ICKLETON. The thread of continuity which runs through England’s life from age to age is here in its full strength; here are our witnesses for thousands of years. Here the ancient Britons brought their Icknield Way across the Cam. Here are great monoliths fashioned by the Romans. Here the Normans built a nunnery of which something is left. Here are arrow slits which surely must be Saxon, painting on the wall which is surely medieval, 14th century arches, 15th century screen work: so the tale of the centuries runs on.

It is fitting that in this old place the wall round the churchyard should be coped with ancient stones carved by medieval masons; we noticed on one of them a crocodile, on another a fox, on others odd figures worn by wind and rain. The church stands by the green, and has a central tower begun by the Normans and finished in the 14th century, when the little heads were put at the corners. In its spire is a cot for the Sanctus bell. We open a door heavy with ironwork 600 years old to come into a nave four times longer than it is wide, planned by the Saxons. The Normans built the arches resting on massive capitals and set here four round pillars as remarkable as anything we have come upon in a village church. They are monoliths brought here by the Romans, probably for a Roman building discovered near the village last century, and taken from the ruin when the Normans came to pierce the Saxon walls and add the narrow aisles to the church. Between the top of the arcades and the clerestory windows are narrow windows like arrow slits which look like Saxon, and on two of their deep splays are ancient paintings of saints and a king. There are traces of more old painting on the arches themselves. The 600-year-old arches of the tower rest on Norman columns, and the Norman west doorway remains. The chancel has Norman fragments of masonry and medieval stone seats for the priests, as well as the old piscina. The chancel screen is 15th century and has been painted afresh in medieval fashion; so has the traceried ceiling of the tower. There are many fine old benches with flowery ends, the few remaining ones that keep their poppy-heads having two cockerels beak to beak, a two-headed dragon on a bed of roses, an angel and a demon weighing a soul, St Luke’s bull, and St Mark’s lion.
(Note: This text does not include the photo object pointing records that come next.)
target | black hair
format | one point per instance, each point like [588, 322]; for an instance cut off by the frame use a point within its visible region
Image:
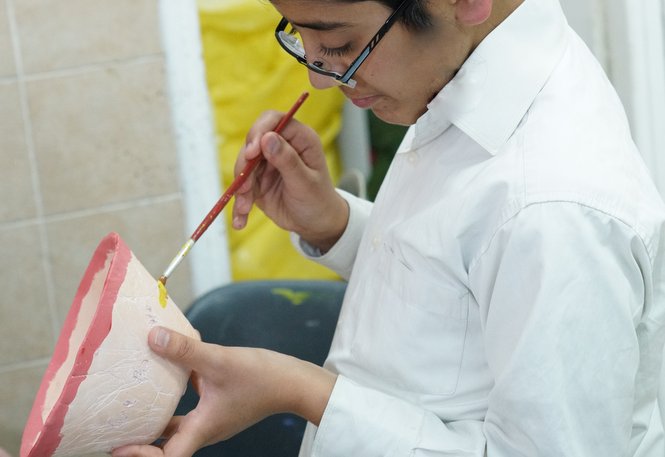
[414, 16]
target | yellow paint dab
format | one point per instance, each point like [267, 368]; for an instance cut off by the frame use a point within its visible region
[163, 294]
[296, 298]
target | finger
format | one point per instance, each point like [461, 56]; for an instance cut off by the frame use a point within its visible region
[136, 450]
[188, 438]
[282, 156]
[172, 427]
[177, 347]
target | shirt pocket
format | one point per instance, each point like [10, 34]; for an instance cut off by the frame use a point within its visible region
[411, 328]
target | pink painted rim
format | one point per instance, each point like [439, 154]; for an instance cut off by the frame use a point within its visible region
[42, 439]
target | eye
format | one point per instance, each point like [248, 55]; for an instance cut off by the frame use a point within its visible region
[335, 52]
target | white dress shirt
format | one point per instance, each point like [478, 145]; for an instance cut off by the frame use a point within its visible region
[506, 290]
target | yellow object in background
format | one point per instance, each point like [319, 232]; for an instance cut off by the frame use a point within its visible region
[247, 73]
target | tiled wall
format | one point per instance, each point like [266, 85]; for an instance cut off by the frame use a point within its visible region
[86, 147]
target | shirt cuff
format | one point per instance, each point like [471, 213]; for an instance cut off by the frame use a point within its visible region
[342, 255]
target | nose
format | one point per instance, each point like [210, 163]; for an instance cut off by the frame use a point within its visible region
[319, 81]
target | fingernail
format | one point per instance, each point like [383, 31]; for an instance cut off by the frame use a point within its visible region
[272, 145]
[237, 223]
[162, 337]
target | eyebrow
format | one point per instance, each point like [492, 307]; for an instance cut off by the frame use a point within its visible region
[321, 25]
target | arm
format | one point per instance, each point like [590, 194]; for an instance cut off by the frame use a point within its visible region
[560, 289]
[238, 387]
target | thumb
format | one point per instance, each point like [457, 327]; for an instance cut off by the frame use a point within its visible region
[176, 347]
[281, 155]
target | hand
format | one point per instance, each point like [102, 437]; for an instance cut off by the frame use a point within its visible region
[238, 387]
[293, 186]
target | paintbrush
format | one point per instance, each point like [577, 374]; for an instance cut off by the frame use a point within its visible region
[224, 199]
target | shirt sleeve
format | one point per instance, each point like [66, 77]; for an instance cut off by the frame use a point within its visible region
[341, 257]
[560, 289]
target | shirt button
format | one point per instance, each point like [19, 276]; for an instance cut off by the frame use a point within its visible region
[376, 241]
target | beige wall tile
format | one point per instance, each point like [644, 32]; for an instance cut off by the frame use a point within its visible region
[17, 392]
[7, 67]
[56, 34]
[105, 138]
[154, 233]
[25, 321]
[16, 193]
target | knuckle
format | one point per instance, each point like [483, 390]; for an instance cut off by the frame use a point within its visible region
[185, 349]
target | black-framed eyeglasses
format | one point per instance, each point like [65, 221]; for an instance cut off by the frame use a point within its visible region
[291, 43]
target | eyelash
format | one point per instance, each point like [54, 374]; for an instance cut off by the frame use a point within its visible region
[335, 52]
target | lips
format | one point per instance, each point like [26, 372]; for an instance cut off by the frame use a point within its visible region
[364, 102]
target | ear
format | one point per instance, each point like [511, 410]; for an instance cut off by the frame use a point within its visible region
[472, 12]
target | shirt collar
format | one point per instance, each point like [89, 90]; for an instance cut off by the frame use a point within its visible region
[492, 91]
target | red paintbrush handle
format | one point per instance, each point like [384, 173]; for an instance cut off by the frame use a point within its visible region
[244, 174]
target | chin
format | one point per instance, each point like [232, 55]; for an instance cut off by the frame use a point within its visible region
[395, 117]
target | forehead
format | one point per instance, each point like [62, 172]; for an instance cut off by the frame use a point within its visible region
[329, 14]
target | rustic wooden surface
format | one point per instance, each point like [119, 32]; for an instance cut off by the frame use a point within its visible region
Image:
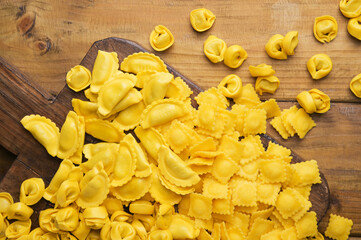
[44, 39]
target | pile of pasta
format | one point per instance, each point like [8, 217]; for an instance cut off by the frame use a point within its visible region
[180, 173]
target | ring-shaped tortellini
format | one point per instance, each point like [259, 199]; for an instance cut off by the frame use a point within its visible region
[111, 93]
[354, 27]
[133, 190]
[66, 219]
[160, 235]
[94, 187]
[162, 111]
[32, 190]
[43, 130]
[5, 201]
[214, 48]
[202, 19]
[70, 135]
[319, 66]
[118, 230]
[156, 87]
[290, 42]
[175, 170]
[325, 28]
[78, 78]
[355, 85]
[267, 84]
[274, 47]
[350, 8]
[161, 38]
[234, 56]
[142, 62]
[124, 165]
[231, 86]
[17, 229]
[105, 65]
The east window has the Crucifixion scene with charming pictures on each side: Mary with her precious ointment, and Mary and Martha in a little ship with their brother Lazarus; Etheldreda with Ely Cathedral and small pictures of her escape from a pursuing husband cut off by the tide, and again of her dream that while she slept her staff grew into a tree. In the west window Christ is standing on the world with the four Gospel streams flowing from his feet, and round Him are Bible figures; the window is a memorial to one of our great civil servants, Sir Wyndham Herbert, who died in 1905. His father, Algernon Herbert the antiquarian, is remembered in another window, and there is a marble relief in memory of another member of the family who was a war correspondent and fell on the march to the relief of Khartoum.